Please see the following code for creating an LSTM network:
NumberofClasses=8
model = Sequential()
model.add(LSTM(256,dropout=0.2,input_shape=(32,
512),return_sequences=False))
model.add(Dense(1024, activation='relu'))
model.add(Dropout(0.5))
model.add(Dense(NumberofClasses, activation='softmax'))
print(model.summary())
sgd = SGD(lr=0.00005, decay = 1e-6, momentum=0.9, nesterov=True)
model.compile(optimizer=sgd, loss='categorical_crossentropy', metrics=
['accuracy'])
callbacks = [EarlyStopping(monitor='val_loss', patience=10, verbose=1),
ModelCheckpoint('video_1_LSTM_1_1024.h5', monitor='val_loss',
save_best_only=True, verbose=1 ) ]
nb_epoch = 500
model.fit(train_data,train_labels,validation_data,validation_labels,batch_size,nb_epoch,callbacks,shuffle=False,verbose=1)
In the above code, I am creating an LSTM using Keras library of python, my data has a sample of 131 videos belonging to 8 different classes. I have set a frame sequence of 32 frames for each video(thus each video has 32 frames and hence 131 video generated 4192 frames) I extracted features from a pre-trained model of VGG16 for each of these frames. I created train dataset through adding Each of these extracted features into an array. it generated a final array of 4192,512 dimensions. the corresponding train_labels holds one hot encoding for each of the eight classes and have a dimension of 4192,8. However since LSTM needs the input shape of (samples, timestamp, and feature) formate, and each of video in my case has a sequence of 32 frames, so I reshaped the trained data in to [131,32,512] and applied the same reshaping to the train_labels.

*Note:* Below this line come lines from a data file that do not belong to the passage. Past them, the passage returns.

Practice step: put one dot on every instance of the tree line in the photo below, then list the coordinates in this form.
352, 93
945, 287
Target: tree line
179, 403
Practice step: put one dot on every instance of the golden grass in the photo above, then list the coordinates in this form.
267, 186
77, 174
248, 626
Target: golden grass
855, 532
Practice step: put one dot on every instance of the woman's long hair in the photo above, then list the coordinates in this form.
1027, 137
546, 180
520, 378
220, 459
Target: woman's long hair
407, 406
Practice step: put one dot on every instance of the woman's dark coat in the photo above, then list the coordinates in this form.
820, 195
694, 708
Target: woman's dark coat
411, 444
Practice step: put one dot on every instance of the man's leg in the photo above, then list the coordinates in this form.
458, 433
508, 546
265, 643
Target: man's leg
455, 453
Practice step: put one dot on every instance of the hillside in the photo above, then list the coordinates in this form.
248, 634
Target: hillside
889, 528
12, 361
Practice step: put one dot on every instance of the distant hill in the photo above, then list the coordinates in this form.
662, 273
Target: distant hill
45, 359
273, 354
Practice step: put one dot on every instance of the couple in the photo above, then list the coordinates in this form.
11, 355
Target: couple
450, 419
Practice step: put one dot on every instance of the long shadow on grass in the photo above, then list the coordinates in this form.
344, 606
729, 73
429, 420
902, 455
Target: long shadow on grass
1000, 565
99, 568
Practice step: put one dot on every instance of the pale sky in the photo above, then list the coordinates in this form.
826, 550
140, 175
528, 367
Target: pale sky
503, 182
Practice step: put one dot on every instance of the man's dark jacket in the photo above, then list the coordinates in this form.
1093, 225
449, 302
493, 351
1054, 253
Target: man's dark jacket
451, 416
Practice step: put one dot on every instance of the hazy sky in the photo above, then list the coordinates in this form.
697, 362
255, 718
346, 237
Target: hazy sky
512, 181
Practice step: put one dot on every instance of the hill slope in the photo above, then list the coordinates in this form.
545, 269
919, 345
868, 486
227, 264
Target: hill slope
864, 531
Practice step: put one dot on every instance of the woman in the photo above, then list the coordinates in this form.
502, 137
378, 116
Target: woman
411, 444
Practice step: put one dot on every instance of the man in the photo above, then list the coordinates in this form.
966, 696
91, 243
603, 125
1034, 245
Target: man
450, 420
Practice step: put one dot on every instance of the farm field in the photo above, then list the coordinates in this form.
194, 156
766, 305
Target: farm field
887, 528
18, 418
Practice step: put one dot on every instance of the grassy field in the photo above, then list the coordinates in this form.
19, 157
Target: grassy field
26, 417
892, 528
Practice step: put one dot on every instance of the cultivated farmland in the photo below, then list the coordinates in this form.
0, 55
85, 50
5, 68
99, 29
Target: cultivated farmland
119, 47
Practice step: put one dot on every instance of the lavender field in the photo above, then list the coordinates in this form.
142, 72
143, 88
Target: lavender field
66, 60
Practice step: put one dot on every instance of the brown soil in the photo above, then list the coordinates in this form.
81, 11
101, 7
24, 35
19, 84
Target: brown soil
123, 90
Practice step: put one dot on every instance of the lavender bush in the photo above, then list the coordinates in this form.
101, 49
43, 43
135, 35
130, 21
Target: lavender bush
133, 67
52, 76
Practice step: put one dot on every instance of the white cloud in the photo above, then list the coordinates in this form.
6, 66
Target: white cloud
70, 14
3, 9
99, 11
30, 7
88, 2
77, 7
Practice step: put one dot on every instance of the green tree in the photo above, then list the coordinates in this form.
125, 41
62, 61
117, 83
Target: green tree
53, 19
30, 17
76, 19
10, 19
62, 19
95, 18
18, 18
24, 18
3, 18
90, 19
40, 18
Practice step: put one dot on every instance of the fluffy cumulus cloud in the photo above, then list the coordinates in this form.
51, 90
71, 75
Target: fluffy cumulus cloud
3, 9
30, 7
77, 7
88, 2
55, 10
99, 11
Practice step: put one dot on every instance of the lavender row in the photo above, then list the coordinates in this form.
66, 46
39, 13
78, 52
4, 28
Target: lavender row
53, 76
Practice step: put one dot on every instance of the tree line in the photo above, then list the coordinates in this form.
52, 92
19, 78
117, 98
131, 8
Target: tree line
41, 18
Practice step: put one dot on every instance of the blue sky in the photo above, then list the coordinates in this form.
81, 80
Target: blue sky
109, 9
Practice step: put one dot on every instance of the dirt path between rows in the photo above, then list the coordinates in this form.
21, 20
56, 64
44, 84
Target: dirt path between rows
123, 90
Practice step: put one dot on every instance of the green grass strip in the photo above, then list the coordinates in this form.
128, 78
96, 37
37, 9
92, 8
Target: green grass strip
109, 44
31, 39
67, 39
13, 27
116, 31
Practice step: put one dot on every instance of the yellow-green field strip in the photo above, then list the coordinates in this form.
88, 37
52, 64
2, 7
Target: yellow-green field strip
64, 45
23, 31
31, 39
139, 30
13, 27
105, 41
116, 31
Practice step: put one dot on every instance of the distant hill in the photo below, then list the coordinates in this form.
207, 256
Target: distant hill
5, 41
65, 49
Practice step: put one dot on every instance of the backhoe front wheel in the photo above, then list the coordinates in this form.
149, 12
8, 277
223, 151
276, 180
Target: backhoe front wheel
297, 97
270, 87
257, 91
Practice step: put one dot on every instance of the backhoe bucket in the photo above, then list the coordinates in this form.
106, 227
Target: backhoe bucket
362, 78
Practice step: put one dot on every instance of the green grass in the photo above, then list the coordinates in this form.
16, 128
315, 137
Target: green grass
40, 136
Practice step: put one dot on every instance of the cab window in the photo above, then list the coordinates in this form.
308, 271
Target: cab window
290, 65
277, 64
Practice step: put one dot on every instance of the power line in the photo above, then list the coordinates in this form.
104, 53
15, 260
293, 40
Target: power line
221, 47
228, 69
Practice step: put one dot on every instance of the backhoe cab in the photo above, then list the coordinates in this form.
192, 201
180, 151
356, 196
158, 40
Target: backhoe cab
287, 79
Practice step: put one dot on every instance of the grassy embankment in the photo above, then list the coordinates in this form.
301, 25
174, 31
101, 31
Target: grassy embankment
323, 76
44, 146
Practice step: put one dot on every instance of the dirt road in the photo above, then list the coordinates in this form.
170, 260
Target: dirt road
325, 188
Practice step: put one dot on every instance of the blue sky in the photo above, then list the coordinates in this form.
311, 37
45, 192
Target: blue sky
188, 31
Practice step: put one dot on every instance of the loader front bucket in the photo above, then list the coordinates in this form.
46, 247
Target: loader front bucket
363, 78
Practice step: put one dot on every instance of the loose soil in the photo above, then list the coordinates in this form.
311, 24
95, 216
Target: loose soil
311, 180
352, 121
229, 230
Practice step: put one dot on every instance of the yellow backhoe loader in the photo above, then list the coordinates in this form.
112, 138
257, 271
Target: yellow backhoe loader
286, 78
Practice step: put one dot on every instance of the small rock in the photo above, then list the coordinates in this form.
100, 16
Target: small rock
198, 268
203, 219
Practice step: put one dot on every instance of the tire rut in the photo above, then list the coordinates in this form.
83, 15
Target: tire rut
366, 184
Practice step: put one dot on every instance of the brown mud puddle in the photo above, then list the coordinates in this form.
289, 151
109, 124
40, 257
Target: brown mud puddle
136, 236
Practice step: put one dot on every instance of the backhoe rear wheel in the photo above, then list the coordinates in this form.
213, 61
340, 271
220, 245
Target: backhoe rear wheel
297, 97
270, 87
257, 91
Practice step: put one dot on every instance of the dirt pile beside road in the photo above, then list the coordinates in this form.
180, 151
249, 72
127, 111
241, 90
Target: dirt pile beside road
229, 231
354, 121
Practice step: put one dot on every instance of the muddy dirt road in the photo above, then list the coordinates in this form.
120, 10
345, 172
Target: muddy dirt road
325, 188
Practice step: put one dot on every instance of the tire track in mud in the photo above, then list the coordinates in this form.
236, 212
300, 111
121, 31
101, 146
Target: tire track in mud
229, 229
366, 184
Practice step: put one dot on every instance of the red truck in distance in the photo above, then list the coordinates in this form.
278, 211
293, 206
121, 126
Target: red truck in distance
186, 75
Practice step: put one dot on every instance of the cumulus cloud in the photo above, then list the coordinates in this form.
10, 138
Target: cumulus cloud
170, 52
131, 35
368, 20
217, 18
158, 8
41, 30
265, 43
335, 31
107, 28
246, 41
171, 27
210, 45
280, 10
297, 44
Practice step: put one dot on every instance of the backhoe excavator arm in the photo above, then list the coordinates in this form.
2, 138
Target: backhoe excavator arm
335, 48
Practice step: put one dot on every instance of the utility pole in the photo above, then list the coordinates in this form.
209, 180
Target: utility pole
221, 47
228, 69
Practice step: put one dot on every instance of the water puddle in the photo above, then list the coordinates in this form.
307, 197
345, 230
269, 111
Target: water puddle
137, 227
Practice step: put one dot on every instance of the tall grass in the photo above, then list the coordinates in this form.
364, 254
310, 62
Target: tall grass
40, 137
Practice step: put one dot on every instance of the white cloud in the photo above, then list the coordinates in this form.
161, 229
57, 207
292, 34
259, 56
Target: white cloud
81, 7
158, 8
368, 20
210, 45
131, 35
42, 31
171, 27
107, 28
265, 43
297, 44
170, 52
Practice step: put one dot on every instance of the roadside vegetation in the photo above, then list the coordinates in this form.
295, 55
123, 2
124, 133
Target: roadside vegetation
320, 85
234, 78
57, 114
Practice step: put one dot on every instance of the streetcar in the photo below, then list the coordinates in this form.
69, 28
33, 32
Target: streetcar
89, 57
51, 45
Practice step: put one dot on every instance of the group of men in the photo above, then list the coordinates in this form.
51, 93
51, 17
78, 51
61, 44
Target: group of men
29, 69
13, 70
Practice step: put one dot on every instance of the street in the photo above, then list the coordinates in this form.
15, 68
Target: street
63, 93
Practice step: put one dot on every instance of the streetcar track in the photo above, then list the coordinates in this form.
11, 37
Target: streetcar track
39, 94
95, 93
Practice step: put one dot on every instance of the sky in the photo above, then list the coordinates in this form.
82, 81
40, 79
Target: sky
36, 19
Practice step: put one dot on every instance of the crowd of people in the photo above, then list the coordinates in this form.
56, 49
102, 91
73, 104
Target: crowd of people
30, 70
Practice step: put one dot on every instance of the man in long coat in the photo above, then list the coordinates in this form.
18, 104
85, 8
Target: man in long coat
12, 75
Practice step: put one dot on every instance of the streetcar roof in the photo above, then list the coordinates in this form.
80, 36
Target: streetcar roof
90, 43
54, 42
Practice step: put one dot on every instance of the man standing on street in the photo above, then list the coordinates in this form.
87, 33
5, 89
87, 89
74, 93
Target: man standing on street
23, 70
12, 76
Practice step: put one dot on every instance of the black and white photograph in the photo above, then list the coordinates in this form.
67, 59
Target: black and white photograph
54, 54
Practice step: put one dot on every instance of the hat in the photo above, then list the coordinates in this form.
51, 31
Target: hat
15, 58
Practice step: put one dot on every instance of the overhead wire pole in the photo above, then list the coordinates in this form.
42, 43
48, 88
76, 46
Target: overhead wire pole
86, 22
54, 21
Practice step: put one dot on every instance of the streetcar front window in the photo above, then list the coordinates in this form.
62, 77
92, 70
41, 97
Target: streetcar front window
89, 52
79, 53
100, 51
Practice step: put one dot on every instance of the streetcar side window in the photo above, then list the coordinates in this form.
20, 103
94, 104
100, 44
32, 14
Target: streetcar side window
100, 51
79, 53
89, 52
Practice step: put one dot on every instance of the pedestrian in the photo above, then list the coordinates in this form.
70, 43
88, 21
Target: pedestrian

However, when I run this I got the following error:
ValueError: Error when checking target: expected dense_2 to have 2 dimensions, but got
array with shape (131, 32, 8)
If I do not reshape the train_labels and leave it like (4192,8) the error is :
ValueError: Input arrays should have the same number of samples as target
arrays. Found 131 input samples and 4192 target samples.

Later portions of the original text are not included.